'Autumn is a second Spring when every leaf is a flower' - Albert Camus
We're midway through September, on the cusp of seasonal change. Here in the UK we're having those lovely warm last throes of summer days, blue skies and warm sunshine. Along with a change in the wind and chilly evenings with clear skies.
Autumn is beginning to creep through the country, from North to South. The trees are almost ready to drop their seeds. Beech nuts the first to scatter on the woodland floor, sweet chestnuts are still tight inside their spiky green cases, waiting to burst out. There are lots of knopper gall around this year, a distortion that appears on acorns caused by a gall wasp laying eggs on the buds in Spring. Although they don't do the oak tree any harm, I always wonder how this affects the acorn crop for squirrels, jays and other creatures that rely on them for winter food.
Migratory birds will soon be making their way to the UK to over winter. Pink Footed geese have already landed on our shores. I saw a skein honking away over my house earlier this week flying to my local wetland nature reserve. This is a sight not to be missed, you can find the best place to see them near you on the RSPBor The Wildlife Trustswebsite.
It wouldn't be Autumn of course without nature's best bounty, ripe fruit. Berry season is well underway, blackberry crumble's demolished in minutes. Sloes ripe for picking and adding to gin.
The hedgerows are full of hips and haws. The sweet smell of Hawthorn blossom replaced by a sea of ruby jewel berries, as soon as we've had our first frost the birds will strip them, a blank canvas ready for next Spring.

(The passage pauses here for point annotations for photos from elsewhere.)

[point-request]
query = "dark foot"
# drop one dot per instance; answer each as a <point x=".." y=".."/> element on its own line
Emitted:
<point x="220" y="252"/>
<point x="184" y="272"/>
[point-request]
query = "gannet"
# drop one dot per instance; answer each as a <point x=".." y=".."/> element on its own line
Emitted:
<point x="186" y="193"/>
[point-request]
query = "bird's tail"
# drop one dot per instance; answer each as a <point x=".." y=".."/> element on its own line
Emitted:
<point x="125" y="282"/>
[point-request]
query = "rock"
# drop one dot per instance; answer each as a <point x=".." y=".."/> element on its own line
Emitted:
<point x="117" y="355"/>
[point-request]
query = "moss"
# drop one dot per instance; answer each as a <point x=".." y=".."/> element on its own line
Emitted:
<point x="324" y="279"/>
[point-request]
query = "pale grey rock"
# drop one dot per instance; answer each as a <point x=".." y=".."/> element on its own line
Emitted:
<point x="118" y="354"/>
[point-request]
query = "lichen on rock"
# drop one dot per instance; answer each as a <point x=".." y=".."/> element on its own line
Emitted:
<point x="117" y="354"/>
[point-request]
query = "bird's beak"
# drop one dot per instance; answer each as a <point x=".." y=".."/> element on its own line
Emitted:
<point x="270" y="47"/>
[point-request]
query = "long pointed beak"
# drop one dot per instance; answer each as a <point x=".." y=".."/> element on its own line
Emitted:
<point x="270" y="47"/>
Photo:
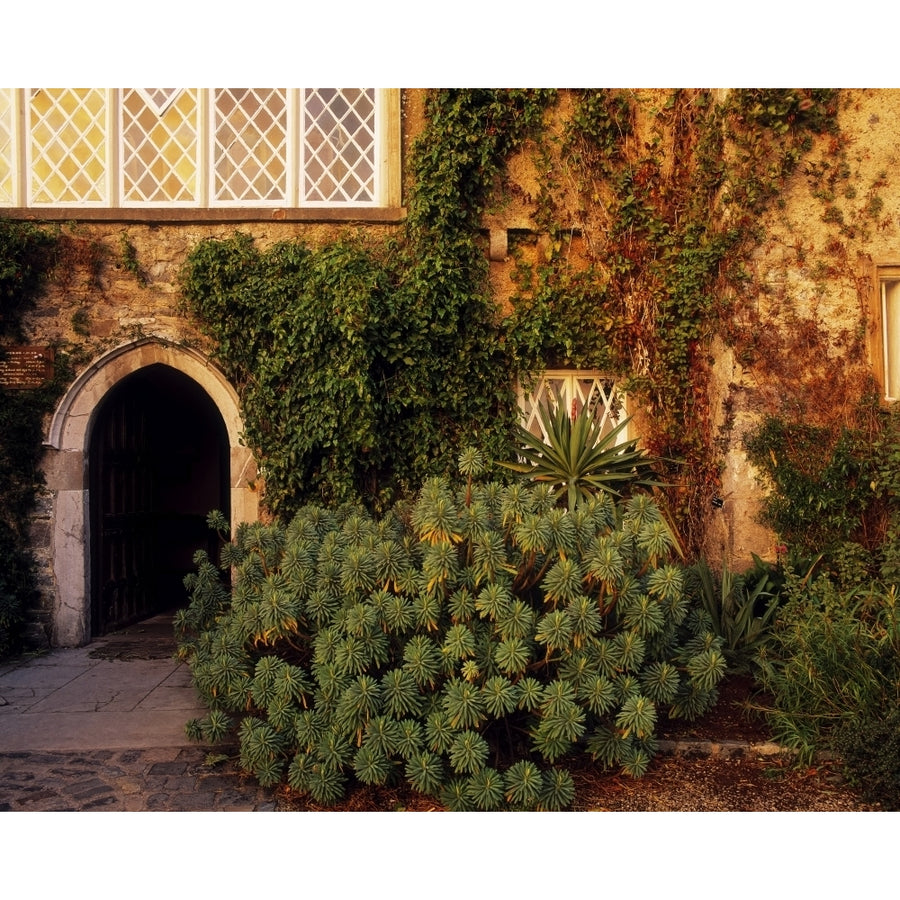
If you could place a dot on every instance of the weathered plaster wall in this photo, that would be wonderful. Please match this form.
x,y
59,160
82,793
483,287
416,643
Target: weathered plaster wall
x,y
809,287
800,341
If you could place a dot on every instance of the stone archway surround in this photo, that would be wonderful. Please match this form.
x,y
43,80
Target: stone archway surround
x,y
66,469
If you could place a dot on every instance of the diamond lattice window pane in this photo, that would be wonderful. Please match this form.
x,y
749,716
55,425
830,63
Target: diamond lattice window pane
x,y
68,145
7,148
575,391
159,133
250,132
339,145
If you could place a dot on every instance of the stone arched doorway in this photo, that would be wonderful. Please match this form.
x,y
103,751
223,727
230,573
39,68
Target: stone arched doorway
x,y
163,390
157,464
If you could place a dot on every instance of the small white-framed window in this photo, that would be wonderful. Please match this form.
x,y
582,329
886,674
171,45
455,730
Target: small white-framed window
x,y
209,147
889,319
577,391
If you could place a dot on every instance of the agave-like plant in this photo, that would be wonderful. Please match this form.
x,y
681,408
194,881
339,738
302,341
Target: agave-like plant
x,y
579,459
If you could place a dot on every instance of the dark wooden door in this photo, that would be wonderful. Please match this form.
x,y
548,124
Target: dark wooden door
x,y
158,465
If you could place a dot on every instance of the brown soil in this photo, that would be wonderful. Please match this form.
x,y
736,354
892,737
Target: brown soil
x,y
688,780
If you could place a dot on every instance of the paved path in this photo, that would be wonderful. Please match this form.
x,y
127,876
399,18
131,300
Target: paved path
x,y
84,729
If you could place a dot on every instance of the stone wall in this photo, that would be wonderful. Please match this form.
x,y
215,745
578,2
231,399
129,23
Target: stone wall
x,y
811,281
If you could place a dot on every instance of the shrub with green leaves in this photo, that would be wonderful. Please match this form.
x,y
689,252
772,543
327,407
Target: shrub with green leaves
x,y
468,643
833,663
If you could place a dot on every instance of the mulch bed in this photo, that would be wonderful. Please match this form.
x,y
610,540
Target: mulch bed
x,y
680,783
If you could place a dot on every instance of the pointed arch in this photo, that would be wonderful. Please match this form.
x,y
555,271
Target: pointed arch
x,y
66,468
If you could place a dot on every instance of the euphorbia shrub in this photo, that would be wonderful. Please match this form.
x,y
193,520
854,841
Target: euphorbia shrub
x,y
469,643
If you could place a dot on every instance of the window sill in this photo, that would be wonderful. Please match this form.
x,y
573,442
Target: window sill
x,y
193,215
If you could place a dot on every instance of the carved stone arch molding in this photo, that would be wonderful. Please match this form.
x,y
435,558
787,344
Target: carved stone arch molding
x,y
65,467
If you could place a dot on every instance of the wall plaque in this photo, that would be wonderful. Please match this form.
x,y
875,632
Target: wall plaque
x,y
25,368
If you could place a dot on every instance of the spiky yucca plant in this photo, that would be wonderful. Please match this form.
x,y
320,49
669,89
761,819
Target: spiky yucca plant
x,y
579,459
470,647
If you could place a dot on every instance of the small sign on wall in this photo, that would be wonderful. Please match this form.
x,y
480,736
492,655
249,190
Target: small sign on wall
x,y
25,368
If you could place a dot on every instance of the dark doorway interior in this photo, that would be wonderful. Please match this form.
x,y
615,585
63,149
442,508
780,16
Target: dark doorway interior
x,y
158,465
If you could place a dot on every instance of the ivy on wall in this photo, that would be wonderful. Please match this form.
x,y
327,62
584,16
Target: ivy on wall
x,y
664,195
364,368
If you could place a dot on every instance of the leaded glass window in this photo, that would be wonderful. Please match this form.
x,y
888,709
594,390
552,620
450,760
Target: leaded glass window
x,y
133,147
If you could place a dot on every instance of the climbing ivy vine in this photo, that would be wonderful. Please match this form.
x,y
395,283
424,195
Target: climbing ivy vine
x,y
364,367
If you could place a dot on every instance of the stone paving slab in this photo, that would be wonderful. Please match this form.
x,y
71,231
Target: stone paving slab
x,y
161,779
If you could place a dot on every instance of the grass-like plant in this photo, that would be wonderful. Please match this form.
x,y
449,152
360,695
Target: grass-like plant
x,y
469,645
741,612
578,460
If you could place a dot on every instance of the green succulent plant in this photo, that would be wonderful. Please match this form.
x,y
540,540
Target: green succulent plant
x,y
578,459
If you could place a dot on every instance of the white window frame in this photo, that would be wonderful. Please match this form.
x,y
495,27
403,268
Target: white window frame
x,y
886,343
615,409
386,192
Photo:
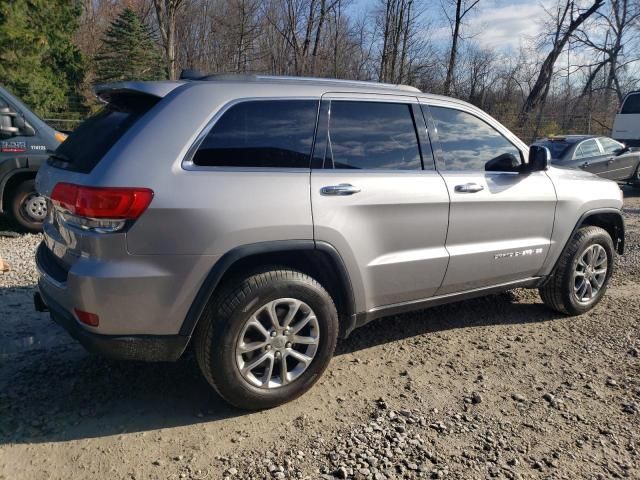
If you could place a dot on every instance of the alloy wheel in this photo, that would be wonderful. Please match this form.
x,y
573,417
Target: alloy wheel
x,y
277,343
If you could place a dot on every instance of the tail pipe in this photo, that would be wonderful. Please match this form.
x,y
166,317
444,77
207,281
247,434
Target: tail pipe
x,y
39,304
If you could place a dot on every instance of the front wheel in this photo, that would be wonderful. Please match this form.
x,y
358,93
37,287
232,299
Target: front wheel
x,y
28,208
267,338
583,272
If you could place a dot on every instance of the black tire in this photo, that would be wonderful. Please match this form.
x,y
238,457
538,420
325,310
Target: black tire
x,y
18,207
218,331
558,292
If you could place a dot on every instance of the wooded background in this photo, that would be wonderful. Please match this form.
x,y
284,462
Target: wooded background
x,y
569,79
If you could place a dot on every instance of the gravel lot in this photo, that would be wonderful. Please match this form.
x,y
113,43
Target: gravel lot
x,y
496,387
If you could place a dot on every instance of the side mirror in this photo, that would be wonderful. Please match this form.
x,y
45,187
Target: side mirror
x,y
6,123
503,163
622,151
539,159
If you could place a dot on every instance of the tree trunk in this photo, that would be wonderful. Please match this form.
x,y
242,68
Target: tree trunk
x,y
454,49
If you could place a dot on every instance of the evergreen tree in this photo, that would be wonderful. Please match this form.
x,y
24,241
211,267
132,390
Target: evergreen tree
x,y
128,51
38,59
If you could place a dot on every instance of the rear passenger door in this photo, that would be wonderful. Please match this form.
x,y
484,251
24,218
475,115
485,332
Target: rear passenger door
x,y
373,201
500,222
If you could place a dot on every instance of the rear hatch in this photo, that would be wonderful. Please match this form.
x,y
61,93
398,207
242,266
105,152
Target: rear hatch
x,y
86,219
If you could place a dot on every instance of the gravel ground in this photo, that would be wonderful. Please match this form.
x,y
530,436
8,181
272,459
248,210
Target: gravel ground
x,y
495,387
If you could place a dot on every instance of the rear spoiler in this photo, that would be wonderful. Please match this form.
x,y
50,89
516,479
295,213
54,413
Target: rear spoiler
x,y
153,89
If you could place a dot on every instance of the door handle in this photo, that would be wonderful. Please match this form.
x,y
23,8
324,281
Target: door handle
x,y
469,188
339,190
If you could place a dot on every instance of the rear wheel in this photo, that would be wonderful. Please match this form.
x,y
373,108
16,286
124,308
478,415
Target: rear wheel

The best is yet to come though! My favourite part of Autumn, the changing colour of leaves. The verdant green woodlands gradually change from yellow through to golds and reds. We can have spectacular displays of Autumn leaves here in the UK, particularly if it stays dry (fingers crossed this year).
That leaves our most mysterious, magical sign that Autumn is here, fungi. Of course we do need some moisture and rain for fungi to spring up. Enjoying misty Autumn morning walks through your nearest woodland, you'll be treated to the colourful, strange world of fungi.
I'd love to hear about Autumn where you are, have the leaves already begun to change, have you felt or noticed any changes in the air?